- Supreme Court of the United States

Argued March 2, 1920 Decided March 22, 1920
- Full case name: Manners v. Morosco
- Citations: 252 U.S. 317 (more) 40 S. Ct. 335; 64 L. Ed. 590

Holding
- 1) The copyright transfer contract was not limited to five years because the agreement dealt in minimum requirements. 2) A transfer of the copyright for the production of a play on stage does not grant the ability to make a motion picture based on the play. However, a grant of exclusivity implies a negative guarantee that the original creator will not do anything that may adversely affect that exclusivity, meaning the author forfeited their own ability to authorize a motion picture production.

Court membership
- Chief Justice Edward D. White Associate Justices Joseph McKenna · Oliver W. Holmes Jr. William R. Day · Willis Van Devanter Mahlon Pitney · James C. McReynolds Louis Brandeis · John H. Clarke

Case opinions
- Majority: Holmes, joined by White, McKenna, Day, Van Devanter, McReynolds, Brandeis
- Dissent: Clarke, joined by Pitney

= Manners v. Morosco =

Manners v. Morosco, 252 U.S. 317 (1920), was a United States Supreme Court case with two principal holdings. First, the copyright transfer contract in question was not limited to five years because the agreement dealt in minimum requirements. Secondly, the transfer of the copyright for the production of a play on stage did not grant the ability to make a motion picture based on the play. However, a grant of exclusivity implies a negative guarantee that the original creator will not do anything that may adversely affect that exclusivity, meaning the author forfeited their own ability to authorize a motion picture production. The Court enjoined both parties from making a film version.

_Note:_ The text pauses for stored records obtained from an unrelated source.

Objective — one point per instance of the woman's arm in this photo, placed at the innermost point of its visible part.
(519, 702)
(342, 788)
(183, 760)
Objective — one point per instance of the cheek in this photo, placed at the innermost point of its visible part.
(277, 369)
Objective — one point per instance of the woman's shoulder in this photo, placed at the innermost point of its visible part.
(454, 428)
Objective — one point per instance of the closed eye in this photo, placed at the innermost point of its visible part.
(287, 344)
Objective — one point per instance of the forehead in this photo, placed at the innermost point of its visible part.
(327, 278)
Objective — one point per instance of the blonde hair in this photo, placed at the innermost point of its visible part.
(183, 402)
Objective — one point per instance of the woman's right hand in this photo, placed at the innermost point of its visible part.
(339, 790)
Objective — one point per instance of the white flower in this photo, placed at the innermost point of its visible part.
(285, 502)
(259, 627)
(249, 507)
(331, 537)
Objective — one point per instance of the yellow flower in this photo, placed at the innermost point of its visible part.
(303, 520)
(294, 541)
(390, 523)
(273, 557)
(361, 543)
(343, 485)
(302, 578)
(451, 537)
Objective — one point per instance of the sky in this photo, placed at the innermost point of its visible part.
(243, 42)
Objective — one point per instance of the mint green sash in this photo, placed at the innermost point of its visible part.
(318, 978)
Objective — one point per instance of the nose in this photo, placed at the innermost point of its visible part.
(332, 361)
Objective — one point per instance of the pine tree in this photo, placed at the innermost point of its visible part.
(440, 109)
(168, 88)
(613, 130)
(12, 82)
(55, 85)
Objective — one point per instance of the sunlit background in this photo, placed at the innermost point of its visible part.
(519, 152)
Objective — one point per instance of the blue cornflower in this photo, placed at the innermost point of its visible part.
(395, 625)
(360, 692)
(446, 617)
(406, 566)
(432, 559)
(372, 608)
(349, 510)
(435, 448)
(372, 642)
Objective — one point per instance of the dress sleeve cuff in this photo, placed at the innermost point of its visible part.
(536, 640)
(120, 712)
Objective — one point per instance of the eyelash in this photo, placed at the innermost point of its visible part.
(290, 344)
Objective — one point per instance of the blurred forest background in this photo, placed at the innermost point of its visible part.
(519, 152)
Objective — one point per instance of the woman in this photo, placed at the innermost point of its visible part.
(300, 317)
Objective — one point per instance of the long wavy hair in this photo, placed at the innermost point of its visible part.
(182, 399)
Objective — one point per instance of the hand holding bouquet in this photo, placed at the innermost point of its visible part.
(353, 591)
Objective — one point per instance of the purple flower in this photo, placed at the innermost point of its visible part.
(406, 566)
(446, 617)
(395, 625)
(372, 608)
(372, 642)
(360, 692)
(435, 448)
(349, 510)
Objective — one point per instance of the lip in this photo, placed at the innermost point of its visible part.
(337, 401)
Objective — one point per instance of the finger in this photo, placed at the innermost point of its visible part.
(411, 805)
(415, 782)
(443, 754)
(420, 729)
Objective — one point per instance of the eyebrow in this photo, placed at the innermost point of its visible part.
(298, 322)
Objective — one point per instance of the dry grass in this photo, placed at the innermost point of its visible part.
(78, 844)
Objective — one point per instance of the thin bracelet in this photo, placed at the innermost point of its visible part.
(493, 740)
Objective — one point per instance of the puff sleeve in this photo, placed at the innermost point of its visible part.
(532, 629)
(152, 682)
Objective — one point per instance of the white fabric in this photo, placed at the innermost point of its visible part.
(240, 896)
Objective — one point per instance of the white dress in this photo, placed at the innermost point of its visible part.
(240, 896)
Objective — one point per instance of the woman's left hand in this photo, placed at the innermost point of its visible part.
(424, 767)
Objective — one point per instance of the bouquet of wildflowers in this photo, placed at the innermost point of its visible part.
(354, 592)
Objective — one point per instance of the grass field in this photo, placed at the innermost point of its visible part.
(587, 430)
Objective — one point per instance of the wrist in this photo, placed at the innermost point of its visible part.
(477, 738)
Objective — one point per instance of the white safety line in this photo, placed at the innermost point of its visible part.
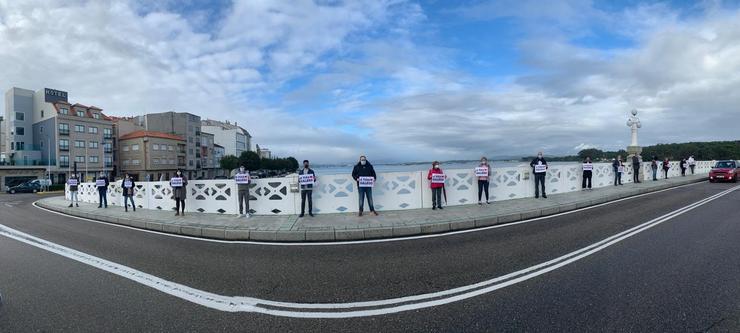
(345, 310)
(368, 241)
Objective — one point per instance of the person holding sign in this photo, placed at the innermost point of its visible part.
(306, 179)
(437, 178)
(483, 173)
(364, 174)
(636, 162)
(539, 167)
(179, 191)
(618, 167)
(102, 184)
(73, 183)
(588, 169)
(242, 181)
(128, 185)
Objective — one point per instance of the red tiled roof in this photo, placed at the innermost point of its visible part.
(150, 134)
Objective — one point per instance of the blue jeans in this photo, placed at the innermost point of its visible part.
(366, 191)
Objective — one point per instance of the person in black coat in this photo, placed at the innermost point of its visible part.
(363, 169)
(128, 185)
(307, 190)
(539, 177)
(102, 184)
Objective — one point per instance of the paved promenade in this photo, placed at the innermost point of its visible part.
(343, 227)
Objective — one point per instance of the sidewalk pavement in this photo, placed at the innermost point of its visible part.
(344, 227)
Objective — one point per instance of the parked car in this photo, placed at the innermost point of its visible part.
(725, 171)
(27, 187)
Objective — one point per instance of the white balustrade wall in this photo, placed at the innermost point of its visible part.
(392, 191)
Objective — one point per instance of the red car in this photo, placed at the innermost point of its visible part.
(725, 171)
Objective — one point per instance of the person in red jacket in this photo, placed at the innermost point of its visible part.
(437, 183)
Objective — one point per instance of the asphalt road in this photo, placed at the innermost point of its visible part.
(682, 275)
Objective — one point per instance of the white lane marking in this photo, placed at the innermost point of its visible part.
(249, 304)
(369, 241)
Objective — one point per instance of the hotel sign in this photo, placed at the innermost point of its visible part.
(51, 95)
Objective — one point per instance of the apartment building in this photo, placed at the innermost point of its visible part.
(232, 137)
(151, 155)
(46, 130)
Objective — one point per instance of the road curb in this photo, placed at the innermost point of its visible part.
(329, 235)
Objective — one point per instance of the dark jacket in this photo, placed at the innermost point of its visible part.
(73, 188)
(535, 161)
(180, 192)
(360, 170)
(309, 172)
(128, 192)
(101, 188)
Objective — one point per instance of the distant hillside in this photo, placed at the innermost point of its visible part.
(715, 150)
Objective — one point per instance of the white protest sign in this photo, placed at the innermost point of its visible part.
(176, 182)
(366, 181)
(438, 178)
(307, 179)
(241, 178)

The case concerned Peg o' My Heart by J. Hartley Manners. A film version of the play was created in 1919 directed by William C. deMille and starring Wanda Hawley, but it was never released due to the legal issues raised by this case. Manners did produce a 1922 version starring his wife Laurette Taylor, and a 1933 version emerged later.

Justices John Hessin Clarke and Mahlon Pitney dissented because they saw nothing in the original or revised contract indicating that either party expected the agreement to last longer than five years.